His next talk described the mechanics of how Perl’s OO system despatches methods, and how you can change it with modules like his
NEXT. Finally came the lightning talks. This year as ever, we had an excellent mix of the serious, the thought-provoking, and the merely insane. Jukka Juslin told us how to use Perl and graphing modules to make it easy to detect network intrusions; Yves Steyt told us how Perl manages Europe’s air-traffic control; Michel Rodriguez told us we need to get our own back on Java for inflicting us with XML; Carlos Ramirez told us about his perldoc.com. Schuyler Erle, a fellow O’Reilly Networker, told us why “pseudohashes must die”–a little redundant considering that Larry had already pronounced them dead in Perl 6 and they had been deprecated in Perl 5, but it was still and entertaining talk. Then came the first of Damian’s talks: “I Am The Very Model of a Poster to CLPM”, or “Everything I Needed To Know About The Perl Community I Learned In Kindergarten”. Enough said.
Jeff Pinyan braved the wrath of his peers by proudly demonstrating his use of Powerpoint, then went on to tell us how to write loops in Perl, and Nat Torkington reminded us of people in the Perl community doing hard work without necessarily taking the big lights.
After the break came my absolute favourite talk of the whole conference, by Jon Bjornstad. Jon’s friend is a quadriplegic who cannot speak by herself. Jon wrote her a Perl/Tk application that she can use by moving a mouse pointer with her head; she can select letters and words and put them together into a sentence, with speech software producing the sentence for her. Jon’s application also allows her to look at pictures and read books on the screen. I could not imagine a better example of Perl used to improve the quality of life.
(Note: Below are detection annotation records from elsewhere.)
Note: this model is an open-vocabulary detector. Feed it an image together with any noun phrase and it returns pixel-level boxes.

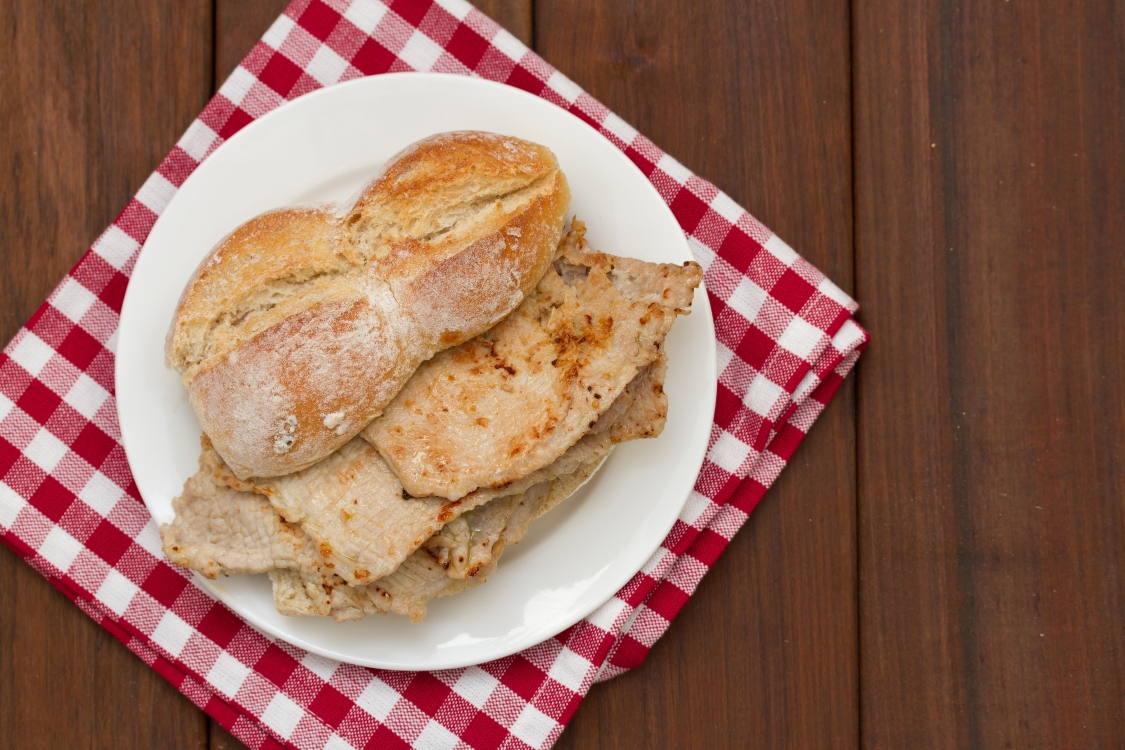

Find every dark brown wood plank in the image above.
[0,0,212,749]
[536,0,858,749]
[854,0,1125,748]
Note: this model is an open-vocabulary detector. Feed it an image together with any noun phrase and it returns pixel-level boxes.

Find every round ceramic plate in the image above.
[117,73,716,669]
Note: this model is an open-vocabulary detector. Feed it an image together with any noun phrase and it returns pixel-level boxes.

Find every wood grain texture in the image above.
[0,0,212,750]
[536,0,858,750]
[854,0,1125,748]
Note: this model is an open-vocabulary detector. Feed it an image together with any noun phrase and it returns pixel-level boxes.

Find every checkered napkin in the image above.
[0,0,867,750]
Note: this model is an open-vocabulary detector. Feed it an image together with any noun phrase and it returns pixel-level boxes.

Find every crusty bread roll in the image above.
[165,133,570,478]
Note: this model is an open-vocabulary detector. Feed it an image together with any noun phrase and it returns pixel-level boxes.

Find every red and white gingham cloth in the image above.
[0,0,867,750]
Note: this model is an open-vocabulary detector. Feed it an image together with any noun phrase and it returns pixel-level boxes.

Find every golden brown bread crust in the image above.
[165,133,569,478]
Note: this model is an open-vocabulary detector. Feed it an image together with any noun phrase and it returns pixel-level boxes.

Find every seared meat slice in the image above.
[160,445,333,582]
[208,434,612,586]
[362,220,702,500]
[279,460,601,622]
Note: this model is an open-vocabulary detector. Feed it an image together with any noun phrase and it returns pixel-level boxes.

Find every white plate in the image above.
[117,73,716,669]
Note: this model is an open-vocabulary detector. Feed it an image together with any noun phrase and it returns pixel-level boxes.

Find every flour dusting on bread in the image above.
[165,133,569,477]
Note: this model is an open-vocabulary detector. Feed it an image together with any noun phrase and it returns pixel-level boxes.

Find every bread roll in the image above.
[165,133,570,479]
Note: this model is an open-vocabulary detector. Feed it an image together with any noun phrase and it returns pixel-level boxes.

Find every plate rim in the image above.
[114,71,718,671]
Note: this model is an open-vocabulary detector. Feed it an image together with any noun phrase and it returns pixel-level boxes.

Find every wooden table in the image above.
[0,0,1125,749]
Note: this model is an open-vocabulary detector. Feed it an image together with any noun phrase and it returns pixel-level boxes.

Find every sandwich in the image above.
[161,134,702,621]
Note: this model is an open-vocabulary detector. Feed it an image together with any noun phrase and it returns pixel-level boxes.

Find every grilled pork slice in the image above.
[362,220,702,500]
[279,461,601,622]
[161,443,334,582]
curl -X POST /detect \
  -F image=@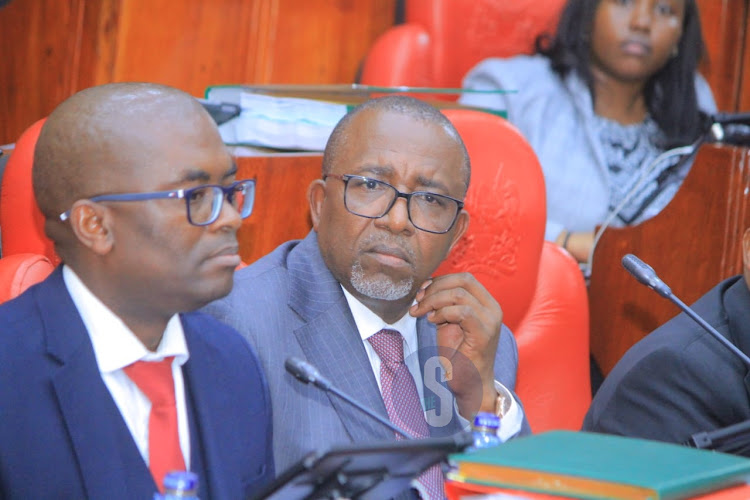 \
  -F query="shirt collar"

[341,286,418,357]
[62,266,190,373]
Autrijus Tang told us about the use of BBSes in China and how Perl is helping to build up the BBS network while restoring privacy to its users. Scott Penrose gave two short talks on two modules he’d written, and Charles Engelke, a self-confessed manager, told us how Perl got him coding again. Dave Cross reminded us–jokingly, I hope–that if we get more people programming Perl, we get more stupid people programming Perl. Geoffery Avery advocated the deprecation of
h2xs in favour of a module of his own devising, and once again Damian Conway stole the show with a Shakespearean dialogue with Brian Ingerson on the provenance of
And suddenly it was over. I think it’s a good sign that a conference leaves you wanting more, and certainly if it makes you feel more inspired about Perl rather than less. The Perl Conference 5 and the Open Source Convention 2001 certainly fired me up on so many levels; there’s a lot of important work to be done on Perl 6, and there are so many people around me doing great and interesting things. I think the highlights for me were Larry’s State of the Onion since it gave us so many new directions; the perl5-porters party, as it’s always enjoyable to see the Perl community at play as well as at work; Mark-Jason’s tutorials, which proved to me there’s always more to learn about Perl, and finally, Jon Bjornstad’s lightning talk, which for me summed up what Perl was about: not just improving things on a technical level, but on a deeply personal level as well.
I had an excellent time at TPC, and I’m looking forward to the next conference, as well as to getting the time to play with the ideas I’ve picked up from here. But now, it’s time for me to continue my tour of the U.S., heading on to New York, Washington D.C., and Philadelphia. Until I get back to the U.K., happy hacking!